Reading between the words of Nokia's Mark Ollila
What's happening with N-Gage? Lots of the executives behind it have either left Nokia or moved elsewhere within the company, and the games roadmap appears to be drying up - even if Nokia did reveal a Dirk Dagger sequel today at its Nokia World show.
We asked Mark Ollila, who used to be in charge of Nokia's games publishing team for N-Gage, but is now heading up a new unit called X-Media Solutions, tasked with finding the links between Nokia's various services: games, music, maps and others.
What's happening with N-Gage? “Well, we have 44 games out, 20 devices supported, it's in 280 countries and 70 operators,” he says. “We're showing Dirk Dagger and the Nuclear Zeppelin here, and Mega Monster will hit the store pretty shortly.”
We've been talking to mobile games publishers and developers at Nokia World, and there's a widespread expectation that N-Gage will be toast in the not-too-distant future, rolled into the general Games category in Nokia's Ovi Store.
That's not something Ollila can confirm, but he did tell us about how some N-Gage titles are making their way onto non-N-Gage handsets - notably Dance Fabulous.
“We're taking it to our touch phones as well, but we're also looking at how we might take some of our content to Series 40 phones, and maintain the brand elements with it. What experience can you get: do we need to do a Flash app or a Java app?”
What about the other high-profile previously-announced N-Gage game: Yamake? Its sharing focus - users create and send each other mini-games - seems to fit right into Nokia's current corporate strategy, but Ollila didn't mention it alongside Dirk Dagger and the Nuclear Zeppelin and Mega Monsters.
“We're still passionate about the idea of sharing and the community elements of that,” he says, clearly choosing his words carefully.
“We've got some titles that we have announced and that are in production, but we're looking at do we need to look at modifying some of the thoughts we had in production to deal with what's happening in the world today? Yamake fits in that: as the industry evolves, we need to bring these new elements into it.”
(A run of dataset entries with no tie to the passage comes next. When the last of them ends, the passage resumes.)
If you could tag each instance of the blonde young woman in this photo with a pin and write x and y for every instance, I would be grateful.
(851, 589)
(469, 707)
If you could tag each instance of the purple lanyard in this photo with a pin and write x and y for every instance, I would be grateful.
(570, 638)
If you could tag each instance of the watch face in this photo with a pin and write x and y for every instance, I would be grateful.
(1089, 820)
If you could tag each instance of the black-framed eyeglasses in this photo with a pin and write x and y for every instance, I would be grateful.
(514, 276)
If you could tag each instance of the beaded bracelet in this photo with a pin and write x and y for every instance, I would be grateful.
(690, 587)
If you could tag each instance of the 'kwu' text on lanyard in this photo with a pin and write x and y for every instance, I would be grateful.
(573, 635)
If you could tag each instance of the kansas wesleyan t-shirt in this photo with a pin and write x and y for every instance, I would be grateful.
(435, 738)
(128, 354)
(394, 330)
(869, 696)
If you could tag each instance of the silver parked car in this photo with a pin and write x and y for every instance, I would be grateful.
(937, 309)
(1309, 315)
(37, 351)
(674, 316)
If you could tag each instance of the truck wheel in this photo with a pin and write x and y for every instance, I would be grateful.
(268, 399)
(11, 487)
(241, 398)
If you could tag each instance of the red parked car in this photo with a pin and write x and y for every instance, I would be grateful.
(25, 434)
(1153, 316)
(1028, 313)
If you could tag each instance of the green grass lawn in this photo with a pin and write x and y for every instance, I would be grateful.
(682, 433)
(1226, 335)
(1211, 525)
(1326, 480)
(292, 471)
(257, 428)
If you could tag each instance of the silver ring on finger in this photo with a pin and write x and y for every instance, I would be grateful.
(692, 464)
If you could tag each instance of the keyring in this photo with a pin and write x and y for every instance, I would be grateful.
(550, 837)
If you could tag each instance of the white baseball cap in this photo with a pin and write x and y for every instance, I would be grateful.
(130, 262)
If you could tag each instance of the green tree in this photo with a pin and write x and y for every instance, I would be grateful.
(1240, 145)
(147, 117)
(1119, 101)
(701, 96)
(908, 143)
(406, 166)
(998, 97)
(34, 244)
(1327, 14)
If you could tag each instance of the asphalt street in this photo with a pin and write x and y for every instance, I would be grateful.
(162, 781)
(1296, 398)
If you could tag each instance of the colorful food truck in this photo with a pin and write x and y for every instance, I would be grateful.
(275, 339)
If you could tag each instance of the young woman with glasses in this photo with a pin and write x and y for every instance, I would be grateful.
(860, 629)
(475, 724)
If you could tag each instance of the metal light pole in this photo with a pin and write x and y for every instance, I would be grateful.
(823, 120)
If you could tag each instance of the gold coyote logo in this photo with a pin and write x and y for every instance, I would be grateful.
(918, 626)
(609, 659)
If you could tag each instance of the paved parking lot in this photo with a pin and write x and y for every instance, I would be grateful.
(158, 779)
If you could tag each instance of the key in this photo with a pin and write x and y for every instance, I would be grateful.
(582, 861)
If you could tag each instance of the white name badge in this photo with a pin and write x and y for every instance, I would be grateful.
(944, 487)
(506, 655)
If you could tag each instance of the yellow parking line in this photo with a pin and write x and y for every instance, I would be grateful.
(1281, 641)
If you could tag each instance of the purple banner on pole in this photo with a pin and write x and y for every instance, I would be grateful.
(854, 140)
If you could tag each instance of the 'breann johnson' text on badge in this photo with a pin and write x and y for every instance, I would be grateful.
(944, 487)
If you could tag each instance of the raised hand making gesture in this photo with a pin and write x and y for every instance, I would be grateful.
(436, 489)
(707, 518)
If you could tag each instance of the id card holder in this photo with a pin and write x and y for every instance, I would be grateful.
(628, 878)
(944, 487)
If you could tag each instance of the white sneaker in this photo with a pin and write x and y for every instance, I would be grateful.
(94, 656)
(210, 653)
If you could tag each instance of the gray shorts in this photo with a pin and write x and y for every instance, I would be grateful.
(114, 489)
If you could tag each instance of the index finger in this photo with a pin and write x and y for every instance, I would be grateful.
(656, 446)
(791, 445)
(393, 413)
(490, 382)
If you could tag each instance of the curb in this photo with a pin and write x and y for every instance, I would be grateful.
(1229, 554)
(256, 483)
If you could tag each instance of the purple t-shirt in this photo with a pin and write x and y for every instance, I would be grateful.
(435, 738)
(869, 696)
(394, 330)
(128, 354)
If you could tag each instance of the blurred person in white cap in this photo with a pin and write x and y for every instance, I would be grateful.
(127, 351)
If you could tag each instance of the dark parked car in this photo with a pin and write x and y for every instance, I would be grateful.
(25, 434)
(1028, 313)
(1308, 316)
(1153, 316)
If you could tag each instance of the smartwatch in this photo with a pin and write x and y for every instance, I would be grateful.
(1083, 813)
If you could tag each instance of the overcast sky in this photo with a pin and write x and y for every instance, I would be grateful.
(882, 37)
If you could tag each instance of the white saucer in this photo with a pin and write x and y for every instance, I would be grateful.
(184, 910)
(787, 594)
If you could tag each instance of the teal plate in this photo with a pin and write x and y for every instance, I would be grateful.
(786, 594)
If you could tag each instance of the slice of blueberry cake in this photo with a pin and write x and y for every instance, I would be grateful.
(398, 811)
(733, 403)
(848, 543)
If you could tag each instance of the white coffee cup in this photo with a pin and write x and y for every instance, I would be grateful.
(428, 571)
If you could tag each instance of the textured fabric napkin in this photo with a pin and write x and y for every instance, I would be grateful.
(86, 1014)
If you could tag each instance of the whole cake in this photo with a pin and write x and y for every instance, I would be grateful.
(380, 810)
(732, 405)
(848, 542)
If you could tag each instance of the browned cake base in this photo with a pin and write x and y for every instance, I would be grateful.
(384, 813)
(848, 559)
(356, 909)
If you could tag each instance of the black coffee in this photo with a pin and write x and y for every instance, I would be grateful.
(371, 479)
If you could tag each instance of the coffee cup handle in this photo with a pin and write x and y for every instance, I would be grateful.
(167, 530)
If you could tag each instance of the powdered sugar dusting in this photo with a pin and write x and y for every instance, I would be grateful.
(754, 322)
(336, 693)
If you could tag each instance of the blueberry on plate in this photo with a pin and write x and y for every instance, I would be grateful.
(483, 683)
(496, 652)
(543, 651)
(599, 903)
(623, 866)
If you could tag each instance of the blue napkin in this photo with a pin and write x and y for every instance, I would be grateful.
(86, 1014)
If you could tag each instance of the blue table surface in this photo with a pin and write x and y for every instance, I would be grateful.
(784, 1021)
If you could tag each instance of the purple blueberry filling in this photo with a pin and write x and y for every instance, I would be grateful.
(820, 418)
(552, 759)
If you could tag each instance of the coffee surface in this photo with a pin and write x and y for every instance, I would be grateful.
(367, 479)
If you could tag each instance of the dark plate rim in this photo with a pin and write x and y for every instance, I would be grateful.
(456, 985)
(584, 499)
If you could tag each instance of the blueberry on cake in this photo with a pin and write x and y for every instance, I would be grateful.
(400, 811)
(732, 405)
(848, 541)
That, to us, sounds like a possible delay – or perhaps even Yamake finally surfacing as a non-N-Gage application on a wider range of Nokia handsets. We'll have to wait and see.
However, Ollila's new remit includes looking at what can be done gaming-wise with the new N900 handset and its Maemo operating system. Nokia is actually showing off a spectacular-looking technical demo of its Bounce game for the device, making use of its OpenGL ES 2.0 hardware acceleration.
If N-Gage is soon to be sent to the knackers yard, we'll be keen to see how the kind of rich 3D games that it was capable of resurface on high-end phones like the N900.